Let’s be honest: it’s been a pretty dull affair to date, this election campaign. Apart, of course, from the mild schadenfreude of watching Anthony Albanese’s pratfall, going A over T in front of an audience of the bruvvas at some union beano.
But, finally, this election has delivered something to really make me smile and raise a coffee cup to the election gods:
Climate Change and Energy Minister Chris Bowen is in danger of losing his western Sydney seat of McMahon to local tech millionaire Matt Camenzuli, according to independent polling showing power bills a top concern.

This is the single best news of the election so far. The minor fillip of having Boofhead around to mock is heavily outweighed by the extraordinary damage his demented ‘Net Zero’ policies have inflicted on the country. It’s largely thanks to Boofhead and his bizarre belief that solar and wind are the cheapest forms of energy that household power bills have soared across Australia.
Worse, his insane zealotry in forcing the closure of coal-fired power, and the downstream effects of power prices, are crippling what’s left of Australia’s heavy industry base. And without heavy industry, a country’s defence capability is hobbled.
So, good riddance, if it comes true.
Mr Bowen holds the seat, which has always been in ALP hands, with a margin of about 10 per cent after an electoral redistribution, but Compass polling taken last weekend shows him on just 19 per cent support, well behind independent candidate Camenzuli on 41 per cent.

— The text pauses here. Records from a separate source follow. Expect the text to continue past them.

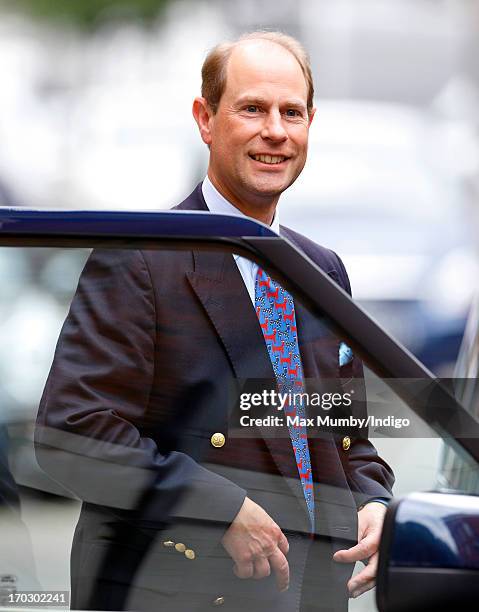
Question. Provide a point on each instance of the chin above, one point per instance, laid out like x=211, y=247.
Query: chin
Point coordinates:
x=269, y=188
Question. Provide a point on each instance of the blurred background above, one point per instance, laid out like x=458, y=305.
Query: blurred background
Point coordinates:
x=95, y=112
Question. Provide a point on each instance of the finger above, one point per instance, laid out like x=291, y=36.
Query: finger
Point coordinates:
x=280, y=566
x=366, y=578
x=244, y=570
x=283, y=544
x=366, y=587
x=262, y=568
x=362, y=550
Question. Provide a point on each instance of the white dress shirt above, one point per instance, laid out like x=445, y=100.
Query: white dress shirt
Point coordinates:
x=218, y=204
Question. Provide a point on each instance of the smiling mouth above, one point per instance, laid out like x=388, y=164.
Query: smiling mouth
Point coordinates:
x=270, y=159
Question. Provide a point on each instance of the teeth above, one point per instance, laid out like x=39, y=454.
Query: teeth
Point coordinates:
x=269, y=159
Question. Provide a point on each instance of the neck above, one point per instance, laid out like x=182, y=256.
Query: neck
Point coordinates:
x=259, y=208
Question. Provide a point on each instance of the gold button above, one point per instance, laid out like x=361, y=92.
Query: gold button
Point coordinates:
x=218, y=440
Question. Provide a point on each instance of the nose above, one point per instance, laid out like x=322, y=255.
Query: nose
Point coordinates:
x=273, y=128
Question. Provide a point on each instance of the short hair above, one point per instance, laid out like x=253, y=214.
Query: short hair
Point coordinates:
x=214, y=67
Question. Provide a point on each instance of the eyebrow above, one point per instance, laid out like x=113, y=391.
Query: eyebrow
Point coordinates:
x=293, y=103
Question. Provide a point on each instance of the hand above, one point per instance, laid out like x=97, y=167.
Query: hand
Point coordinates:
x=370, y=524
x=257, y=545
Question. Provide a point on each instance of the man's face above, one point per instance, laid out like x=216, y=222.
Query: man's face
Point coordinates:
x=259, y=134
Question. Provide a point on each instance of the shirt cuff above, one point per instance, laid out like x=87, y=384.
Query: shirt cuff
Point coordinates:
x=381, y=500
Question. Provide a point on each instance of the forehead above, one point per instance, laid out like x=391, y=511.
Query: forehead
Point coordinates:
x=264, y=68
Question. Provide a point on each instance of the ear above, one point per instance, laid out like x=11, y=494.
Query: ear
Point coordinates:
x=203, y=116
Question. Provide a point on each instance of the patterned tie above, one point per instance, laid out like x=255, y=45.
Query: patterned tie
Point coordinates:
x=275, y=310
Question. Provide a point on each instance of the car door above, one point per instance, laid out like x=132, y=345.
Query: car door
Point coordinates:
x=412, y=416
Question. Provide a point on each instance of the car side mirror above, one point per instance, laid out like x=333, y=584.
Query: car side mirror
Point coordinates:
x=429, y=554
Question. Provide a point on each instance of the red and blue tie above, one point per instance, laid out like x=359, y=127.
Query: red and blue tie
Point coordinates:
x=275, y=310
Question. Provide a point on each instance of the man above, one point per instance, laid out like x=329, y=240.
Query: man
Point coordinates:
x=143, y=365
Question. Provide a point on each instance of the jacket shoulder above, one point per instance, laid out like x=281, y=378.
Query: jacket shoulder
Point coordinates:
x=326, y=259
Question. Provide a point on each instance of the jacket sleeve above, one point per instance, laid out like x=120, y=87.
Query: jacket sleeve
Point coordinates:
x=89, y=434
x=369, y=476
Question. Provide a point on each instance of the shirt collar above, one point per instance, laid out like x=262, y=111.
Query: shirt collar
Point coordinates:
x=219, y=204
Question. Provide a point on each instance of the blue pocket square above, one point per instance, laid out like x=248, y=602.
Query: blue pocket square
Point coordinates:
x=345, y=354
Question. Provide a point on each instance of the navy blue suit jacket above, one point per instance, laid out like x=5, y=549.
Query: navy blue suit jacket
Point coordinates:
x=139, y=383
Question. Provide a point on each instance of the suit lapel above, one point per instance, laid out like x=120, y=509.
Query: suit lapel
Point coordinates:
x=220, y=288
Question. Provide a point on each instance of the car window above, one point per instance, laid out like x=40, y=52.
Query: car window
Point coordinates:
x=134, y=367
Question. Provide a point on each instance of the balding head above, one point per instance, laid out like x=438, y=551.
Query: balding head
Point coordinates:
x=215, y=67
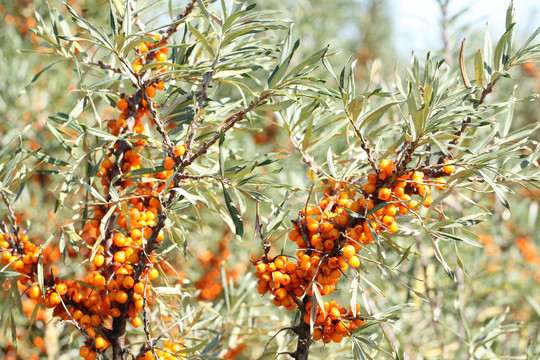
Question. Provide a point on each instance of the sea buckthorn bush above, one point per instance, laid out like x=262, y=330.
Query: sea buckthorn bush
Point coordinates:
x=210, y=173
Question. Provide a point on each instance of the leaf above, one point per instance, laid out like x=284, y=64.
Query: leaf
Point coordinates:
x=501, y=51
x=498, y=192
x=330, y=161
x=355, y=107
x=308, y=63
x=317, y=295
x=280, y=69
x=479, y=68
x=376, y=114
x=278, y=106
x=233, y=211
x=203, y=39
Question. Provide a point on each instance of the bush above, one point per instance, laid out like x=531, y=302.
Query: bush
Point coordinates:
x=182, y=154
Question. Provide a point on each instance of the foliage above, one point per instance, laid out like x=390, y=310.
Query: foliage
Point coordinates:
x=178, y=152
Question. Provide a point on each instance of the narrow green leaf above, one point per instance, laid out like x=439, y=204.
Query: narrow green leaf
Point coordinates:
x=479, y=68
x=202, y=39
x=233, y=211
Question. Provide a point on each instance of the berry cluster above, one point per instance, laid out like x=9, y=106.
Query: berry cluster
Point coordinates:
x=19, y=254
x=334, y=322
x=329, y=235
x=171, y=351
x=121, y=237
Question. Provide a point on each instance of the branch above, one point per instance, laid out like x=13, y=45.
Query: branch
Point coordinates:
x=207, y=78
x=363, y=143
x=225, y=126
x=12, y=219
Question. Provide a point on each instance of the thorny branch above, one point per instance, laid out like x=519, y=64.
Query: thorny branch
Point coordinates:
x=11, y=215
x=207, y=78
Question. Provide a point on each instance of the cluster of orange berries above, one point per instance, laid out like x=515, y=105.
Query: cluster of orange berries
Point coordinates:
x=171, y=351
x=19, y=254
x=329, y=235
x=122, y=263
x=147, y=52
x=334, y=322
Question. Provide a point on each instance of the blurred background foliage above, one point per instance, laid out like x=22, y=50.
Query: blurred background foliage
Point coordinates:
x=492, y=311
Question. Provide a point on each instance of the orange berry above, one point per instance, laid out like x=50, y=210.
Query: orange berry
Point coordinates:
x=153, y=274
x=98, y=260
x=354, y=261
x=128, y=282
x=120, y=257
x=440, y=183
x=136, y=321
x=384, y=194
x=101, y=343
x=138, y=288
x=179, y=150
x=160, y=57
x=84, y=351
x=348, y=251
x=370, y=188
x=54, y=299
x=151, y=91
x=121, y=297
x=384, y=164
x=168, y=163
x=61, y=289
x=449, y=168
x=372, y=178
x=34, y=292
x=122, y=104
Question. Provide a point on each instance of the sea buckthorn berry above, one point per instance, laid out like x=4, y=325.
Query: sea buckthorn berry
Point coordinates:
x=98, y=260
x=390, y=169
x=179, y=150
x=440, y=183
x=151, y=91
x=384, y=194
x=122, y=104
x=354, y=261
x=34, y=292
x=448, y=169
x=168, y=163
x=153, y=274
x=372, y=178
x=370, y=188
x=61, y=289
x=136, y=321
x=384, y=164
x=348, y=251
x=84, y=351
x=121, y=297
x=393, y=228
x=101, y=343
x=160, y=56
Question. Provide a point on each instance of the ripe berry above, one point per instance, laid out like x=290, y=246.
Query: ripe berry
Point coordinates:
x=122, y=104
x=179, y=150
x=448, y=168
x=168, y=163
x=160, y=57
x=384, y=194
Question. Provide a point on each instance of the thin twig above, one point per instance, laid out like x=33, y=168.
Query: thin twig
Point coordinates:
x=207, y=78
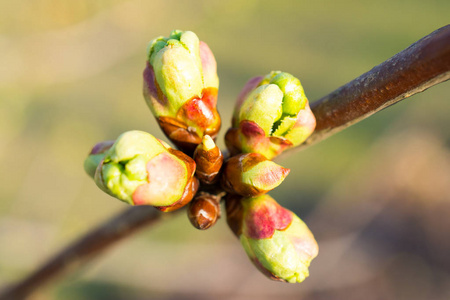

Matthew Camenzuli, a Maltese Australian, is a conservative-right former Liberal NSW state executive. In 2022, he unsuccessfully sued Scott Morrison over the latter’s ‘Captain’s Pick’ takeover of NSW preselections.
“I believe in free speech, I believe in free enterprise, I believe in small government,” he says. Camenzuli is running on a platform highlighting the cost of living and the proposed cut to the fuel excise.
If Camenzuli doesn’t unseat Bowen, the Libs likely will: Boofhead is polling behind both.
Voters in McMahon overwhelmingly rejected the same-sex marriage plebiscite Labor supported in 2017, as well as the indigenous voice to parliament.
Labor support in western Sydney is under pressure, with seats being directly targeted by the coalition.
If Labor lose western Sydney, their traditional heartland, they really are stuffed.
With household power prices a consistent first-order issue for voters in this election, Labor certainly aren’t doing themselves any favours with stuff like this:
Jim Chalmers has refused to apologise for not delivering a promised price cut of $275 on power bills, while defending attacks from opposition Treasury spokesman Angus Taylor that Labor had been the biggest-spending government since Gough Whitlam and had failed to win an exemption from Donald Trump’s tariff war.
To combat Labor’s plundering of the national coffers, the coalition has announced a revamp of the Howard-Costello era Future Fund pillaged by Kevin Rudd and Wayne Swan.
Peter Dutton would funnel 80 per cent of commodity revenue windfalls into two new Future Fund vehicles to pay down the nation’s $1.2 trillion debt bill and bankroll investments in regional Australia, as the Coalition ramps up its attacks on Labor’s big-spending budget and deficits.
The Opposition Leader on Thursday will unveil a centrepiece of his economic strategy to turn around Labor’s projected decade of rising debt and deficits and pledge to restore fiscal guardrails the Coalition accuses Jim Chalmers and Katy Gallagher of abandoning.
The first major economic policy released by the Coalition during the May 3 election campaign – added to announcements including reducing the public service, scrapping expensive Labor programs and reshaping the energy market with nuclear and gas – commits to establishing a Future Generations Fund and a Regional Australia Future Fund […]
The Future Generations Fund, which is intended to put a “hard limit on spending growth”, will primarily focus on debt reduction while also supporting sovereign capability including defence and broader economic reforms to “drive a better Federation and a growing economy” […]
The Regional Australia Future Fund, which will be well-received by Nationals MPs and senators campaigning on the “Wombat Trail”, would help repair roads, boost access to healthcare, and lift education and childcare investment.
Finally, I’m no fan of the Teals (to say the least), but this trawling of old social media posts seems like a pearl clutched too far.
A would-be teal MP’s historical social media refers to an online drinking game where he is quizzed about masturbation at work and on a plane.
Teal candidate for Wannon Alex Dyson’s Facebook page in 2016 also included a misogynistic expletive posted by a contributor.
Oh, give us a break.
Mr Dyson was 28 when he instigated a truth or dare drinking game online with hundreds of others while he was waiting at an airport lounge for his flight […]
The online game was Never Have I Ever, in which he was asked random questions and then drank beer if he had ever performed the act.
Suffice to say that none of the questions and answers involved anything actually illegal or involving children. Unlike certain others on the green-tinged side of politics.
Oh, and the ‘misogynistic expletive’? Not only was it not Dyson who used it, but it’s Marama Davidson’s favourite word.
Let’s just say, Benjamin Doyle he ain’t.